Healthcare is, to me, one of the most essential issues facing us as a country and Warren is the only candidate still standing with a compelling plan and approach. I support the end-game of universal healthcare coverage. Whereas Biden seems to want to leave us in ACA limbo.... But the ACA—though helpful and some areas—has been unable to deal with our systemic problems. It was a bandaid, not a solution. Sanders will never get an immediate movement to Medicare for all through Congress. Warren's plan might actually work. As a great Vox essay in support of her candidacy notes: 
She came out with a sequencing plan: First, she would pass a bill, using the 51-vote budget reconciliation process, to expand Medicare’s benefits and open the program to everyone over age 50; expand Medicaid eligibility; strengthen the Affordable Care Act; and create a public option with generous benefits, universal eligibility, automatic enrollment, and free coverage for anyone under the age of 18 or making less than 200 percent of the poverty line.
By the way, I'd encourage you to read the rest of that Vox essay above, if you haven't. It charts her path and, to be honest, only solidified my support for her candidacy. 
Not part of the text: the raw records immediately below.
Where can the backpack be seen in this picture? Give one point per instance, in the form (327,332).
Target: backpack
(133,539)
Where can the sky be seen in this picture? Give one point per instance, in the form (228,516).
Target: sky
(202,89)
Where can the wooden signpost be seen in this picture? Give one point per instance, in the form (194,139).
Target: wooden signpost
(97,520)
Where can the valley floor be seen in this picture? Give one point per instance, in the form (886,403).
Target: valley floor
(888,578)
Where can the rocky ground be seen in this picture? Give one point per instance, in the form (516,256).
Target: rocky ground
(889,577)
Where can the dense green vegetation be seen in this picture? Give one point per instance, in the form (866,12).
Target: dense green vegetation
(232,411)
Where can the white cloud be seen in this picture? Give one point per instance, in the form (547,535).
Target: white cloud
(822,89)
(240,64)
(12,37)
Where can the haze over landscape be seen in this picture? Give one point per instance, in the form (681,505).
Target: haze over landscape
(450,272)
I'm well aware that she is pretty far behind in the Delegate count (8, compared to 53 for Biden and 60 for Sanders) and the polls (currently averaging 14% compared to 28.5% for Sanders and 20% for Biden). That said, I'm hopeful that with Buttigieg now out of the race, we will not see a swing of his support in the direction of Biden (despite claims that they are the moderates and so that would be natural, many of those I know who supported Buttigieg disagree with Biden on a host of issues). 

We'll see what happens tomorrow, but I'm hoping her campaign gets some momentum in Super Tuesday, the remaining unserious candidates drop out, and by the time the March 10 primary rolls around, we are choosing between the final three I outlined above. 

This election is about the soul and future of this country. No matter who you are leaning toward right now, continue to do your homework and think carefully. And please—please—show up and vote.